What are the contents of the stack after this code executes?

  • [1]
  • [2, 1]
  • [3, 2, 1]
  • [3, 2, 1]
  • [2, 1]
  • [1, 2, 1]
  • [2, 1]
  • [1]

Queues

Queues are a first-in, first-out data structure. Java has a Queue interface you can use, or you can (also) use Deque, as described in its documentation. In a Queue, we typically talk about add (always at one end) remove (always from the other), and sometimes peek (just like a stack, returns but does not remove the next element that remove would return).

q.add("a");
q.add("b");
q.remove();
q.add("c");
q.add("d");
q.peek();
  • [“a”]
  • [“a”, “b”]
  • removes and returns “a”, queue contains [“b”]
  • [“b”, “c”]
  • [“b”, “c”, “d”]
  • returns “b”

In-class exercise 2

q.add(1);
q.add(2);
q.add(3);
q.peek()
q.remove();
q.add(1);
q.remove();
q.remove();

What are the contents of the queue after this code executes? (rear on right)

  • [1]
  • [1, 2]
  • [1, 2, 3]
  • [1, 2, 3]
  • [2, 3]
  • [2, 3, 1]
  • [3, 1]
  • [1]

A side note: over/underflow

Stacks and queues can underflow. If you call pop or remove on an empty stack/queue, this will generate an exception.

Some stacks and queues are bounded, which means they have an explicit capacity. If you try to push or add to a stack/queue that is already at capacity, then you will overflow the structure and generate an exception.

Priority queues

A priority queue is like a queue, but it returns the next “smallest” (in Java) thing, rather than the first-in thing, when remove or peek is called.

It’s important to note that the exact order of the items stored in the priority queue is not visible to the user; you can only see the “next” / “top” item (that will be returned by peek or remove). Internally, priority queues are implemented as “heaps”, which are a tree-based structure similar to, but different from, the binary search trees we talked about briefly earlier this semester.

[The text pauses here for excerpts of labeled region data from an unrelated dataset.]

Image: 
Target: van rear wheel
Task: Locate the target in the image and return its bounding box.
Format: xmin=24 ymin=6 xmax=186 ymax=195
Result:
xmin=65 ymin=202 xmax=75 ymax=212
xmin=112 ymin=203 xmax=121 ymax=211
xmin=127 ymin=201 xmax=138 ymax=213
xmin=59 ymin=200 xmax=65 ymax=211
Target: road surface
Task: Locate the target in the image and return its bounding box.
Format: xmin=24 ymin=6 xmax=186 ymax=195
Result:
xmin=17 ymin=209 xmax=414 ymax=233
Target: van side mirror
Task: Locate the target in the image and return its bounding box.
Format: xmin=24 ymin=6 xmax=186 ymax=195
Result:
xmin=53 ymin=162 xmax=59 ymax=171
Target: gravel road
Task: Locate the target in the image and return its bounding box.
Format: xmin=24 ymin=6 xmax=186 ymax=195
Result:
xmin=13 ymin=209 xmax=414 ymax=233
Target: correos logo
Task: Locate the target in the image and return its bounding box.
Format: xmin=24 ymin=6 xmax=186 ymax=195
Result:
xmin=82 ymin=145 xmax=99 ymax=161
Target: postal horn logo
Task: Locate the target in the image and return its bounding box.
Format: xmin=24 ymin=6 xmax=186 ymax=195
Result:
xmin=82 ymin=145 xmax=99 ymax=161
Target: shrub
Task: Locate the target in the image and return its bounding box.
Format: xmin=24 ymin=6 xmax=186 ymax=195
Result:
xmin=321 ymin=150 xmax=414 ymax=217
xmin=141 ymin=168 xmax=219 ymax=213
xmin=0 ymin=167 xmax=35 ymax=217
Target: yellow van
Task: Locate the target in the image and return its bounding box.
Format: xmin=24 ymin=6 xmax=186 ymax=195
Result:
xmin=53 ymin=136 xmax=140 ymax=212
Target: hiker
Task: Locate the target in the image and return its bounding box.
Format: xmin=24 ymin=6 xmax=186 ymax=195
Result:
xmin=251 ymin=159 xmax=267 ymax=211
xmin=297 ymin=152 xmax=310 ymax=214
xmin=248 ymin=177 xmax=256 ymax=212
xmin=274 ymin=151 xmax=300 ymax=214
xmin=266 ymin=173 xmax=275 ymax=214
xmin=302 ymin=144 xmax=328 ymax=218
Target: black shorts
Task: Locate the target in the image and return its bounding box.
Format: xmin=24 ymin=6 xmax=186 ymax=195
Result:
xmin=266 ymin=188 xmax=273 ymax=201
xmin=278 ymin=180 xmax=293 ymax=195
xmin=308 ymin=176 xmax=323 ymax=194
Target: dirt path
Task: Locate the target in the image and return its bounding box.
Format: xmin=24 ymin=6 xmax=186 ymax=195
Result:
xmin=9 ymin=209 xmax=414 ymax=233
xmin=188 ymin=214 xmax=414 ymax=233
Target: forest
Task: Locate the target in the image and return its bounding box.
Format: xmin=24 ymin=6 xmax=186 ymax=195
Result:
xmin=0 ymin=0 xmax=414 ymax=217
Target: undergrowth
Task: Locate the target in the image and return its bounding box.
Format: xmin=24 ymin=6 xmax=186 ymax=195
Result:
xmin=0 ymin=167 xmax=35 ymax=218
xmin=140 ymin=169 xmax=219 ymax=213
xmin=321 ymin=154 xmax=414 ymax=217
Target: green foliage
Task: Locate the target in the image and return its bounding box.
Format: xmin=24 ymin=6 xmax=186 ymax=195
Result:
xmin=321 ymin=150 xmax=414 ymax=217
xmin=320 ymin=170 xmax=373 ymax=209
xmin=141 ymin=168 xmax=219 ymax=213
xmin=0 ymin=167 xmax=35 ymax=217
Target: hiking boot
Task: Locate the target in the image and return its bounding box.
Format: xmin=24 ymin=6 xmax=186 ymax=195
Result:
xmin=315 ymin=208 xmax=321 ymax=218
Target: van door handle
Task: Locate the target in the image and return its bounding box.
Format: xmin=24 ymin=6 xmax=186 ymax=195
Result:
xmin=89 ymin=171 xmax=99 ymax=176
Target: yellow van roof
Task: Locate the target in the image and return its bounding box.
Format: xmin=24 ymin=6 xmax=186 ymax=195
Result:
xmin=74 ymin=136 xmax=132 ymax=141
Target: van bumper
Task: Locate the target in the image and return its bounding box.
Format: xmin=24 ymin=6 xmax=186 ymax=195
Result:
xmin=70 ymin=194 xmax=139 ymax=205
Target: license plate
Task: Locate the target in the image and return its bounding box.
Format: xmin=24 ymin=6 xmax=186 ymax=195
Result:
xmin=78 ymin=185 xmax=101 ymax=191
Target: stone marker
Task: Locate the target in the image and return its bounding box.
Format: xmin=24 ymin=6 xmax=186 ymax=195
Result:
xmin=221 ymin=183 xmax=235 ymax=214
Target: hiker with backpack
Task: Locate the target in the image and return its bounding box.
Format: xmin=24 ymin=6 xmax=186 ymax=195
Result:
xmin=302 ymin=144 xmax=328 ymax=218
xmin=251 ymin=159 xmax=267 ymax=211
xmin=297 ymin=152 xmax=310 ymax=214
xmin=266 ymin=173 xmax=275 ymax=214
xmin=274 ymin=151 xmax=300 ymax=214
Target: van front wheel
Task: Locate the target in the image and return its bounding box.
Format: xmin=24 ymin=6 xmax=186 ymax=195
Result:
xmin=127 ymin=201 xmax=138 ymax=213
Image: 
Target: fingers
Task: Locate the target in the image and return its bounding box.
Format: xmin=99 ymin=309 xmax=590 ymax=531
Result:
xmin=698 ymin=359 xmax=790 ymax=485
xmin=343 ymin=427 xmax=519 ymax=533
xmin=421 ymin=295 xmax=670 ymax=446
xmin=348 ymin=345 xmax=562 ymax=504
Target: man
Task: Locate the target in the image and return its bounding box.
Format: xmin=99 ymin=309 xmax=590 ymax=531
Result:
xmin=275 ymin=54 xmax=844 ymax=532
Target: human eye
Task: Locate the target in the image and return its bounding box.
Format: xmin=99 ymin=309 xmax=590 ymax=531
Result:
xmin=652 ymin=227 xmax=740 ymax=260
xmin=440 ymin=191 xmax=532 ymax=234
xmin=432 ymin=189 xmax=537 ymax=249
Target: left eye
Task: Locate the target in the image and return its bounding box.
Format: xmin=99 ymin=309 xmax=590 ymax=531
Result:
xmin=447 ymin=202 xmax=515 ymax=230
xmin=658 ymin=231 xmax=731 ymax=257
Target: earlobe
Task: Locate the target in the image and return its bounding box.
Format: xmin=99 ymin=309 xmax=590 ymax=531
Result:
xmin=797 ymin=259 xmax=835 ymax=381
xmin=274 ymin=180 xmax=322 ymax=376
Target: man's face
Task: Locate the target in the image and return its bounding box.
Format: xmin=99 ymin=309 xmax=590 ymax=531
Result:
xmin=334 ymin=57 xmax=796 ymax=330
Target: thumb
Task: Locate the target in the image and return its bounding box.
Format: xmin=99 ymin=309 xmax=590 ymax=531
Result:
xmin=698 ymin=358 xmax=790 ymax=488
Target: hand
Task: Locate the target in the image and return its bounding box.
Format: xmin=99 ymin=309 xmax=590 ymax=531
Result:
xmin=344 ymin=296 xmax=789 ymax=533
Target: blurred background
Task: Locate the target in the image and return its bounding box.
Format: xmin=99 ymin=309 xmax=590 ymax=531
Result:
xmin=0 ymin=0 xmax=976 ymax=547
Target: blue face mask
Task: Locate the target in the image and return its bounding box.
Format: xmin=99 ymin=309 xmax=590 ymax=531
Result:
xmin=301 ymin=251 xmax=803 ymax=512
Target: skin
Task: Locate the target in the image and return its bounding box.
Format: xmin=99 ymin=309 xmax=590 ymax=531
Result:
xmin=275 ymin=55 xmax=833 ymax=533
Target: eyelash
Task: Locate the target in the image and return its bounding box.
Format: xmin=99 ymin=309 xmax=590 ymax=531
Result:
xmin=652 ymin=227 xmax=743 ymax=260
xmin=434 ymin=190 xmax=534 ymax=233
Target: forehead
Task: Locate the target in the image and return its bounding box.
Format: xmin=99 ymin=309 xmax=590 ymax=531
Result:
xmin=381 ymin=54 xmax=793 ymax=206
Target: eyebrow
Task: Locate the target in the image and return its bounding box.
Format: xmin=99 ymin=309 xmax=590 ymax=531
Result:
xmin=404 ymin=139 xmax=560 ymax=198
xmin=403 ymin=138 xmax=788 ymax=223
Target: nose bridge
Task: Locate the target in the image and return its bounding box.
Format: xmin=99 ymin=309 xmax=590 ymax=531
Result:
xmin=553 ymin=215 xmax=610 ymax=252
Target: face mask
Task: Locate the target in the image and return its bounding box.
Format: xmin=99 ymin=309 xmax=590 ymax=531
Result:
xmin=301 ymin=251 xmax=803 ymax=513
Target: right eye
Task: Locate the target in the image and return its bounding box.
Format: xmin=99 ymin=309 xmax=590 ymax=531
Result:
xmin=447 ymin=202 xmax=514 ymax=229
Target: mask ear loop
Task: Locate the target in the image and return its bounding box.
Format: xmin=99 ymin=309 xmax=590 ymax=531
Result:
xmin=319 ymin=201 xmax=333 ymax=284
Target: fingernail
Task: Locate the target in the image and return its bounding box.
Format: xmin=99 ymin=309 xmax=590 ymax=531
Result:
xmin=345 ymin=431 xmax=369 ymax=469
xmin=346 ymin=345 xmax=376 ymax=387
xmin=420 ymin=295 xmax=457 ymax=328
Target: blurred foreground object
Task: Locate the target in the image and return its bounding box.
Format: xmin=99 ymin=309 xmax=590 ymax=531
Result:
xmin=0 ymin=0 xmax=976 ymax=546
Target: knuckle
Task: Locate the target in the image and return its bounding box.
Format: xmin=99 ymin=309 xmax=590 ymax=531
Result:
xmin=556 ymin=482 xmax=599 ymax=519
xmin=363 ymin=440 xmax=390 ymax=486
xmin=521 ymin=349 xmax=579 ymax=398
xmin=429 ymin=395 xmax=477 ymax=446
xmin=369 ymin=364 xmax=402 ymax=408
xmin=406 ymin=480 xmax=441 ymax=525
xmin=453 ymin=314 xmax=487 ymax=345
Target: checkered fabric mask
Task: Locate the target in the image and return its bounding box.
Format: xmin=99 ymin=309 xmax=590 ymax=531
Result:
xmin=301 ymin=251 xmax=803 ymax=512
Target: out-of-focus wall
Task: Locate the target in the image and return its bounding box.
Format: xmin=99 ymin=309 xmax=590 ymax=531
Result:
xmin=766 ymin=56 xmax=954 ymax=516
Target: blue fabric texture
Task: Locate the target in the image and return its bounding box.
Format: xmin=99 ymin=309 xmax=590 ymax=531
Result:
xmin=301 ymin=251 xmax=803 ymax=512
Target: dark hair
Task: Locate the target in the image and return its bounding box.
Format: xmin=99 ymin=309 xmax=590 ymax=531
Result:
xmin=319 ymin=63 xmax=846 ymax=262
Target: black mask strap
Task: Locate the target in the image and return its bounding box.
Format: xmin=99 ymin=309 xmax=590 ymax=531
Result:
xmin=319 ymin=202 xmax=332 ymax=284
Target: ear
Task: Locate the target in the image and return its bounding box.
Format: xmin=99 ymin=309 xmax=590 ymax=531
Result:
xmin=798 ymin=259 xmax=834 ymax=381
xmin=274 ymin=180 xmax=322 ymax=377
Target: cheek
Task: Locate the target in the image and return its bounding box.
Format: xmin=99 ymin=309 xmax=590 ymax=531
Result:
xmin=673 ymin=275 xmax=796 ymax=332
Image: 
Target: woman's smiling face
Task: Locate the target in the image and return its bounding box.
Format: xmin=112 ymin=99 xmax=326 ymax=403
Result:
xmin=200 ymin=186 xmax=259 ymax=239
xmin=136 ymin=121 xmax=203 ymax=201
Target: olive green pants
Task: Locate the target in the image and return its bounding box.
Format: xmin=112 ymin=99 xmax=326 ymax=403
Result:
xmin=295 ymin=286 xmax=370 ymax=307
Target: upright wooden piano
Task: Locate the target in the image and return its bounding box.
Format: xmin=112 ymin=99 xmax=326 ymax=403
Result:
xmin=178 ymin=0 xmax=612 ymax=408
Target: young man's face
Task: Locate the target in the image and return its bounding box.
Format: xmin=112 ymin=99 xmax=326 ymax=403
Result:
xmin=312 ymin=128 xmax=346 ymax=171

Heaps allow for efficient (log n) insertion and removal of the smallest item.

How do we define “smallest”? The usual way, by either depending upon the “natural” ordering of the elements stored in the PriorityQueue<E> (that is, they must implement Comparable) or by passing in a Comparator when constructing the PriorityQueue.

Suppose then we do the following with a priority queue:

pq.add("b");
pq.add("a");
pq.remove();
pq.add("c");
pq.add("d");
pq.peek();
  • [“b”]
  • [“b”, “a”]
  • removes and returns “a”, contents are [“b”]
  • [“c”, “b”]
  • [“c”, “d”, “b”] ; note we don’t know whether “c” or “d” comes first; all we know is “b” is up next to be removed
  • returns “b”

In class exercise 3

pq.add(3);
pq.add(2);
pq.add(1);
pq.peek()
pq.remove();
pq.add(1);
pq.remove();
pq.remove();
  • [3]
  • [3, 2]
  • [3, 2, 1] (but really we only know 1 is first)
  • returns 1
  • removes and returns 1, leaving [3, 2]
  • [3, 2, 1]
  • removes and returns 1, leaving [3, 2]
  • removes and returns 2, leaving [3]

Back to search

Now let’s do search, one more time, knowing what we know about stacks, queues, and priority queues.

Here’s the graph we’ll reference:

graph

This is similar to the homework graph but paths now have a cost on the edges (this is the g(x) from last class), and the vertices are labeled with their estimated cost to the goal, their heuristic value: (h(x)).

Assume that the neighbors of each vertex are returned in alphabetical order. For example, the only neighbors of S are A and B, in that order — S is a neighbor of C, but C is not a neighbor of S in this directed graph!

Suppose we execute our findPath method from last lecture with a Queue, so that we do a BFS. In what order are vertices added to the frontier?

(on board; see homework 18 solution)

Suppose we execute our findPath method from last lecture with a Stack, so that we do a DFS. What does our frontier look like?

(on board)

S
B A
G2 E A

Suppose we execute our findPath method from last lecture with a PriorityQueue, prioritized by h(x) values, so that we do a greedy least-cost search. What does our frontier look like?

(on board)

S
A B
D C B
G1 C B

If we wanted to do the “optimal” A* search, we’d have to order nodes in the priority queue by f(x) = h(x) + g(x). We’d also need to make sure that h(x) was consistent; more on this in later COMPSCI courses.